August 27th, 2021
The difference between financial advice and planning and how the latter can benefit your clients
Many people are probably familiar with the title “financial adviser”, which is someone you can speak to for financial advice. However, the term “financial planner” is not as well-understood and so the two titles are often used interchangeably.
It probably won’t surprise you to know that, as financial planners, we believe there are key differences. We also believe that while both jobs have their uses, there can be helpful benefits to working with a planner instead of an adviser.
Financial terminology can sometimes be confusing, which is why it’s important to dispel some of the jargon. Read on to find out what the differences are and how working with a financial planner can benefit your clients.
Financial advisers typically give one-off solutions to a particular problem
To put it simply, the main difference between an adviser and a planner is that the former looks after their clients’ money, while the latter helps their clients reach their financial goals.
For example, let’s say your client had a question about how to save more for retirement and they went to visit a financial adviser. If they did, the adviser would probably give a simple answer, such as suggesting a particular pension product.
While this would be a simple and straightforward answer, your client may not understand the full picture. When making a financial decision, such as one that affects retirement, there can often be a lot to think about.
Instead of getting a one-off simple answer, it’s sometimes better to look at the bigger picture. This is where a financial planner can help.
Financial planners are able to consider more long-term solutions to financial issues
While a financial planner can also give your clients advice on specific products to meet their needs, they will also consider a more long-term approach. One of the key ways they do this is by getting to know your clients.
A planner will take the time to get to know your clients, finding out what their circumstances are currently and what they desire for their future lifestyle, such as when they retire. By understanding a client’s goals and aspirations, a planner can start to put a plan in place to turn those dreams into reality.
While a financial adviser’s solution to a problem might be a specific product, with a planner the solution is the plan itself. While products can feature in a financial plan, the key difference is that they are only a means to an end, rather than an end in themselves.
Cashflow modelling is one of the tools that can help your clients
While most financial planners don’t have a crystal ball with which to gaze into the future, and you should be wary of the ones that do, one important tool they do have at their disposal is cashflow modelling.
This involves assessing your client’s current wealth and using it to create a forecast of how it will change over the course of their lifetime. It considers both their income and expenditure and shows how these could change in the future.
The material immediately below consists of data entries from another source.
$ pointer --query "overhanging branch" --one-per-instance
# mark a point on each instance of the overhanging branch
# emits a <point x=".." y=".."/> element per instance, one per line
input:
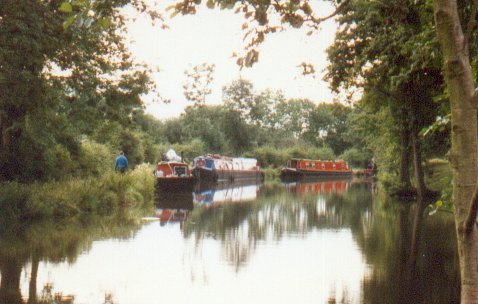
<point x="336" y="12"/>
<point x="472" y="213"/>
<point x="471" y="22"/>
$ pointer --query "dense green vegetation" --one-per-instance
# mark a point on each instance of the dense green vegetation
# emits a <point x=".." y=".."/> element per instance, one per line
<point x="73" y="99"/>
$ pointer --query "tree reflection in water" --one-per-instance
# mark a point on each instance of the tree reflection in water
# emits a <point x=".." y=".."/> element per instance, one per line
<point x="23" y="246"/>
<point x="380" y="228"/>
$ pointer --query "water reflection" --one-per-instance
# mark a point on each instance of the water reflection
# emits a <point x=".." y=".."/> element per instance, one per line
<point x="173" y="207"/>
<point x="24" y="246"/>
<point x="314" y="241"/>
<point x="213" y="194"/>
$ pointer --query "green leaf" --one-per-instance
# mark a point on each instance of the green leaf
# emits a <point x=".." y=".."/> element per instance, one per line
<point x="68" y="22"/>
<point x="66" y="7"/>
<point x="105" y="22"/>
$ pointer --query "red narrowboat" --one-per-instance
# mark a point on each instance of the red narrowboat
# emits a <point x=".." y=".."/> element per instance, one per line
<point x="173" y="176"/>
<point x="307" y="167"/>
<point x="217" y="168"/>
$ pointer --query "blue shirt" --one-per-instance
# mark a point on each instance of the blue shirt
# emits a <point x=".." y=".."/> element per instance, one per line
<point x="121" y="162"/>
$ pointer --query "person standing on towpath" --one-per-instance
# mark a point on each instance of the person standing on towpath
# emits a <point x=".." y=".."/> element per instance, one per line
<point x="121" y="163"/>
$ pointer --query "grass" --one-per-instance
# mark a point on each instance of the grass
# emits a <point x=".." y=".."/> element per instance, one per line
<point x="102" y="196"/>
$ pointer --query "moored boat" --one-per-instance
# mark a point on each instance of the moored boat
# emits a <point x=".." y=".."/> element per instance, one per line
<point x="173" y="174"/>
<point x="297" y="168"/>
<point x="213" y="167"/>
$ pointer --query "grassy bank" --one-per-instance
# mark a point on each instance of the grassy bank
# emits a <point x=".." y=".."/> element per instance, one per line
<point x="103" y="196"/>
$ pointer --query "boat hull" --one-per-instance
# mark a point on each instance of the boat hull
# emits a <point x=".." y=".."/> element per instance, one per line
<point x="214" y="175"/>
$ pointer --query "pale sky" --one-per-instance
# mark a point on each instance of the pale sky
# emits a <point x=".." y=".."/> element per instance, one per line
<point x="211" y="36"/>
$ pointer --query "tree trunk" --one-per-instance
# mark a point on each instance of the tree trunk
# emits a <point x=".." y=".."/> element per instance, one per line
<point x="404" y="174"/>
<point x="32" y="290"/>
<point x="464" y="150"/>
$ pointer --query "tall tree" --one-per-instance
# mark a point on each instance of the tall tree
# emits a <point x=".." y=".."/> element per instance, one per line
<point x="62" y="71"/>
<point x="455" y="44"/>
<point x="198" y="81"/>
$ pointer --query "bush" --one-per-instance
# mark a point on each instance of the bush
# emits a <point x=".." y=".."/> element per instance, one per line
<point x="94" y="159"/>
<point x="356" y="158"/>
<point x="104" y="196"/>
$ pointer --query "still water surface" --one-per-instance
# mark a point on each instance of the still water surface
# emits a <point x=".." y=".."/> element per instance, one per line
<point x="322" y="241"/>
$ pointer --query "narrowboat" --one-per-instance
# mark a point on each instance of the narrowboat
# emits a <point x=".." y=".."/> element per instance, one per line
<point x="297" y="168"/>
<point x="173" y="174"/>
<point x="216" y="168"/>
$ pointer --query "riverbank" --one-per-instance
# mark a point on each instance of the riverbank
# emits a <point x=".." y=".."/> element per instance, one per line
<point x="103" y="196"/>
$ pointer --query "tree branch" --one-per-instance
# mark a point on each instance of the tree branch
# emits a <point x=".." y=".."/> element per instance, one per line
<point x="472" y="213"/>
<point x="337" y="11"/>
<point x="471" y="22"/>
<point x="474" y="98"/>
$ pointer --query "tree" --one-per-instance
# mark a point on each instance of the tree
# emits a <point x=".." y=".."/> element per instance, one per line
<point x="455" y="44"/>
<point x="61" y="73"/>
<point x="198" y="80"/>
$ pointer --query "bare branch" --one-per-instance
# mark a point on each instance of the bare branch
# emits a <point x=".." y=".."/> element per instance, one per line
<point x="336" y="12"/>
<point x="472" y="213"/>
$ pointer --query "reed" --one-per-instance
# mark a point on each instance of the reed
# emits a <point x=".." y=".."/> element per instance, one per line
<point x="102" y="196"/>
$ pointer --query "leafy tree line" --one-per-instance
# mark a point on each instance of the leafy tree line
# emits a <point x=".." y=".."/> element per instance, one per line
<point x="413" y="59"/>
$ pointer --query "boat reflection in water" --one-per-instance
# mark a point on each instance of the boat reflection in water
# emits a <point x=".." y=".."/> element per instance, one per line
<point x="212" y="194"/>
<point x="173" y="207"/>
<point x="318" y="185"/>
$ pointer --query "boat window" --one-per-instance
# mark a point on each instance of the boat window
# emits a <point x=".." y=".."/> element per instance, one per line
<point x="180" y="170"/>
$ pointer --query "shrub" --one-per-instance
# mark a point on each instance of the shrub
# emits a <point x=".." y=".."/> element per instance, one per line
<point x="94" y="159"/>
<point x="356" y="158"/>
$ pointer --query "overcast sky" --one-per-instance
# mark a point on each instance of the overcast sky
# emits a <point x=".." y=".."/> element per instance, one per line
<point x="211" y="36"/>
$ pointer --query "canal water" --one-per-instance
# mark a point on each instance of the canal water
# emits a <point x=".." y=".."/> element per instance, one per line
<point x="317" y="241"/>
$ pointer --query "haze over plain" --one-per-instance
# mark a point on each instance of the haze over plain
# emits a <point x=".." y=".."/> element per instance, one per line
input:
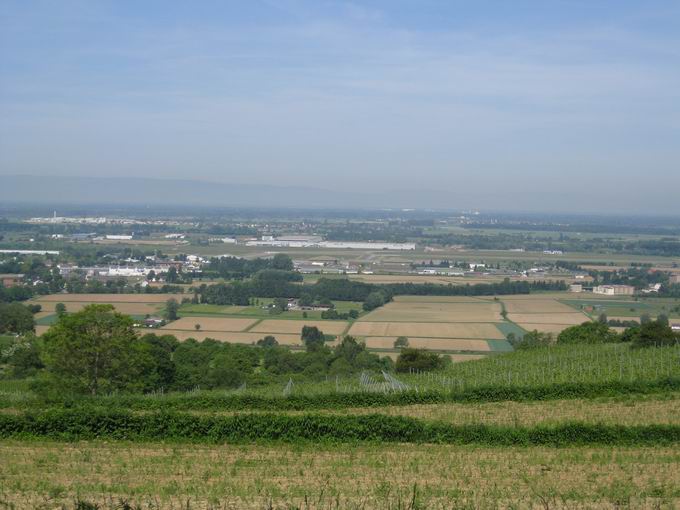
<point x="565" y="105"/>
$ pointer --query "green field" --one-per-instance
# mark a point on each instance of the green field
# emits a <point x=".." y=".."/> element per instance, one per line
<point x="628" y="307"/>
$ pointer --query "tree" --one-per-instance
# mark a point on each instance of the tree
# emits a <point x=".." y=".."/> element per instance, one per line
<point x="418" y="359"/>
<point x="268" y="341"/>
<point x="305" y="299"/>
<point x="95" y="350"/>
<point x="654" y="333"/>
<point x="312" y="337"/>
<point x="16" y="318"/>
<point x="281" y="304"/>
<point x="374" y="300"/>
<point x="171" y="276"/>
<point x="171" y="309"/>
<point x="400" y="342"/>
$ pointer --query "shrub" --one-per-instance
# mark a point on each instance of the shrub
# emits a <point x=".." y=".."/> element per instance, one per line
<point x="588" y="333"/>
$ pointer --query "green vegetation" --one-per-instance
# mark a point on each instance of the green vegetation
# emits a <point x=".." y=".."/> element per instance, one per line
<point x="15" y="318"/>
<point x="81" y="424"/>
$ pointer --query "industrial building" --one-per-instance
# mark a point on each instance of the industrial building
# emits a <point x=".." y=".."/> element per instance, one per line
<point x="316" y="242"/>
<point x="614" y="290"/>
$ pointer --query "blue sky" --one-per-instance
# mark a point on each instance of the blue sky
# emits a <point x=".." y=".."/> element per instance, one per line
<point x="511" y="96"/>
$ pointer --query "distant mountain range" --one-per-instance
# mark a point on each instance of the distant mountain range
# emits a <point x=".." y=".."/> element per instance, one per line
<point x="143" y="191"/>
<point x="51" y="190"/>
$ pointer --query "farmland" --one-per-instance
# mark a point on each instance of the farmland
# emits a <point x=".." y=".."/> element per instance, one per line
<point x="229" y="424"/>
<point x="327" y="476"/>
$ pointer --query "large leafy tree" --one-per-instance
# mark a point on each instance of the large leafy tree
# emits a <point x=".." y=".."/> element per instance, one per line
<point x="15" y="318"/>
<point x="96" y="350"/>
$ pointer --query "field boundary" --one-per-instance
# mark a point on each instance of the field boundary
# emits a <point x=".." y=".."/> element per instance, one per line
<point x="247" y="428"/>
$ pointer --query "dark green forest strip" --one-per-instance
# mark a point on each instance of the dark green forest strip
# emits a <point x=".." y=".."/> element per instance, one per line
<point x="219" y="401"/>
<point x="85" y="424"/>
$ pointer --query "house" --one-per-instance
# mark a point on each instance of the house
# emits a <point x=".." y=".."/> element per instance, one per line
<point x="10" y="279"/>
<point x="614" y="290"/>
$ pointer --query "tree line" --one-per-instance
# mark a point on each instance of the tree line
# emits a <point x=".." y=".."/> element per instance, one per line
<point x="343" y="289"/>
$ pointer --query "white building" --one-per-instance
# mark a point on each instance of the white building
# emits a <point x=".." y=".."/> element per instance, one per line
<point x="614" y="290"/>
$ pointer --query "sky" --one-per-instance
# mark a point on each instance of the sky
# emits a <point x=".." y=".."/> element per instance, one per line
<point x="534" y="101"/>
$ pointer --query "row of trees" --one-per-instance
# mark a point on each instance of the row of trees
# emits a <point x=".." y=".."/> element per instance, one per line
<point x="274" y="285"/>
<point x="648" y="334"/>
<point x="97" y="350"/>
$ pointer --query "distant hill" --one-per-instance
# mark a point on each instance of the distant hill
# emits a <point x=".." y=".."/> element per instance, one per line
<point x="143" y="191"/>
<point x="174" y="192"/>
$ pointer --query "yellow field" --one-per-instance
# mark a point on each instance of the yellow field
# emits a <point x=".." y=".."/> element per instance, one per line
<point x="52" y="474"/>
<point x="427" y="330"/>
<point x="617" y="318"/>
<point x="438" y="299"/>
<point x="211" y="324"/>
<point x="132" y="304"/>
<point x="414" y="311"/>
<point x="571" y="319"/>
<point x="536" y="306"/>
<point x="127" y="308"/>
<point x="555" y="329"/>
<point x="223" y="336"/>
<point x="295" y="326"/>
<point x="442" y="344"/>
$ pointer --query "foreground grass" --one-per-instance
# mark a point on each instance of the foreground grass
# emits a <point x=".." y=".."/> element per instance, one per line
<point x="50" y="474"/>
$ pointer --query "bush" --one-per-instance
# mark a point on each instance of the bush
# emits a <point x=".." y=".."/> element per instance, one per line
<point x="532" y="340"/>
<point x="588" y="333"/>
<point x="653" y="334"/>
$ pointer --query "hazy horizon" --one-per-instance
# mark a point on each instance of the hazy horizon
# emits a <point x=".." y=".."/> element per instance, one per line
<point x="493" y="105"/>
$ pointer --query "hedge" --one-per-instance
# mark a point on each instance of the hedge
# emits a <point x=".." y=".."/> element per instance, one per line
<point x="80" y="424"/>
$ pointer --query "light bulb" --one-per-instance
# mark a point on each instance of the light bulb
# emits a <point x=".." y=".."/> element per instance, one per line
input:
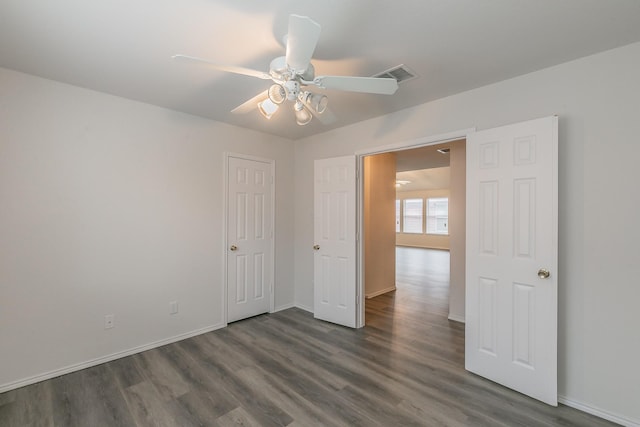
<point x="303" y="116"/>
<point x="277" y="94"/>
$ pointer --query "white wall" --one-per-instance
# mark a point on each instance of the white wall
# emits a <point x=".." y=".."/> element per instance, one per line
<point x="596" y="99"/>
<point x="422" y="240"/>
<point x="457" y="227"/>
<point x="113" y="206"/>
<point x="379" y="179"/>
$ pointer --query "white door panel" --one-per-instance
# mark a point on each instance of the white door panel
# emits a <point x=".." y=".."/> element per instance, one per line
<point x="335" y="240"/>
<point x="249" y="237"/>
<point x="511" y="313"/>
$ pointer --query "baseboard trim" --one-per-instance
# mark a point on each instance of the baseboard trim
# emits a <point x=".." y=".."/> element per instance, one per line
<point x="589" y="409"/>
<point x="303" y="307"/>
<point x="380" y="292"/>
<point x="100" y="360"/>
<point x="283" y="307"/>
<point x="456" y="318"/>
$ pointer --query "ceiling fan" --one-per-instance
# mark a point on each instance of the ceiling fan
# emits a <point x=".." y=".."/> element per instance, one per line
<point x="293" y="75"/>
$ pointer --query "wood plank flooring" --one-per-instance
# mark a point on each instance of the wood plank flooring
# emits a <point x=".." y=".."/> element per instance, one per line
<point x="406" y="367"/>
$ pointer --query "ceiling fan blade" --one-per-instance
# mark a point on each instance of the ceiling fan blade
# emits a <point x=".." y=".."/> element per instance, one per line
<point x="326" y="118"/>
<point x="302" y="39"/>
<point x="227" y="68"/>
<point x="383" y="86"/>
<point x="251" y="104"/>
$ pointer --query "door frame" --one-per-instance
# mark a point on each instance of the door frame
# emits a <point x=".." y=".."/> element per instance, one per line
<point x="360" y="155"/>
<point x="225" y="224"/>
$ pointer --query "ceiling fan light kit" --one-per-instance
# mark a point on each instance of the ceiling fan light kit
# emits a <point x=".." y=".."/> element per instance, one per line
<point x="293" y="73"/>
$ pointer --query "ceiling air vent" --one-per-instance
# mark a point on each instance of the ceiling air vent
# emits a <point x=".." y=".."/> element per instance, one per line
<point x="401" y="73"/>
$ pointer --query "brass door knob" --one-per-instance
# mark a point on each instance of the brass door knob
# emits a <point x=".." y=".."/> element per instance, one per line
<point x="543" y="273"/>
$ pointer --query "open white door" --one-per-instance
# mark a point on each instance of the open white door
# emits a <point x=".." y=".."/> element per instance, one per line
<point x="335" y="240"/>
<point x="511" y="249"/>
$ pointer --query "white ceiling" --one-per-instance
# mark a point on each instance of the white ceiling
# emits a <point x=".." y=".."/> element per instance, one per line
<point x="123" y="47"/>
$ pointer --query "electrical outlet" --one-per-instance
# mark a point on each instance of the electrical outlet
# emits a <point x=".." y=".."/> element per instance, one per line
<point x="173" y="307"/>
<point x="109" y="321"/>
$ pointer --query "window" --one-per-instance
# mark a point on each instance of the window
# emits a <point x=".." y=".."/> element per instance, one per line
<point x="412" y="218"/>
<point x="438" y="216"/>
Having an accurate forecast of what their finances will look like in the future can help your clients to plan ahead.
For example, the forecast may show that your client doesn’t have enough income in retirement to support their desired lifestyle. If this is the case, working with a planner can help them boost their pension savings or change their investing strategy.
Financial planning can give your clients greater peace of mind
One of the main benefits of working with a planner is that it can give your clients a greater sense of control. Whatever their goal is, having a clear plan in mind can be essential to making sure they reach it.
In contrast to the one-off occasional meetings with a financial adviser, working with a financial planner is an ongoing process, which can give a greater sense of confidence and security. With regular reviews, a planner can give your clients reassurance that they’re still on track to meet their goals, whether that involves retirement, homeownership, or their investments.